Two thoughts on this: first, even though I've put on a lot (a lot!) of weight in the last two years, I have not once experienced active discrimination/taunting/commentary on my weight gain or - for people who didn't know me before - current size. This might seem impossible to some, and I'm sure there have been the occasional sales clerk or two who turned the other way, figuring I wouldn't fit into their offerings, but I currently work part time in a clothing store where only a handful of items would fit me. And guess what? I sell women's (and men's) clothes like nobody's business.
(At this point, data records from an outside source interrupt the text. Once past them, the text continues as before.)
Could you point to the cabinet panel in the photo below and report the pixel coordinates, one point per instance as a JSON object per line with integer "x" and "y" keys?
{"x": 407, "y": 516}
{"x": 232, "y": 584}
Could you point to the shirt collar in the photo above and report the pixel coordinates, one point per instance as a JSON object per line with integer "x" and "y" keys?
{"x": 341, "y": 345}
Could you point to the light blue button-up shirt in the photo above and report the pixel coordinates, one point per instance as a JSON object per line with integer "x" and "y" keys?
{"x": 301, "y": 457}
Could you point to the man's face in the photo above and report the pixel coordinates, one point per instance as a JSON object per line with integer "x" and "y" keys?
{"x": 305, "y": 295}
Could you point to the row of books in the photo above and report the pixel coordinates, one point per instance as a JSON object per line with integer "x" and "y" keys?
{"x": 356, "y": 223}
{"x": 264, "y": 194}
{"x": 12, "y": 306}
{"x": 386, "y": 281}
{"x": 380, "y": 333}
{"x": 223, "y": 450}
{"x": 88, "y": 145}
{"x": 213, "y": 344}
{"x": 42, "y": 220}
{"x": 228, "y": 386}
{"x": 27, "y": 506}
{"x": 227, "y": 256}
So nobody's holding my size against me. Why is this? I'm reminded of how brutal people can be when thinking back on the first time I heard of Saartjie Baartman, aka the "Venus Hottentot," a Khoikhoi woman turned European sideshow "freak" at the turn of the 18th Century. She - like many Khoi women - exhibited steatopygia, resulting in abnormally large large buttocks. As such, she was exhibited naked in public and openly mocked for her unique physique, especially in France.
Now THAT is size discrimination.
I guess somewhere between Saartjie and I lies the wide continuum of fat jokes, sideways tsk-ing glances, and the realization that the euphemistically named "Women's Deparment" might be the better place to shop. Perhaps the lacking of any real emotional or mental negativity surrounding my weight gain has prevented me from finding the right motivation to really kick-start my weight loss and workout regime.
Does this mean I need a series of insults to send me on my way? Not at all. But I am surely grateful for all of my friends and family who have recognized the change and realized that negativity and belittling do nothing to support a person trying to improve herself. And for that, I say merci.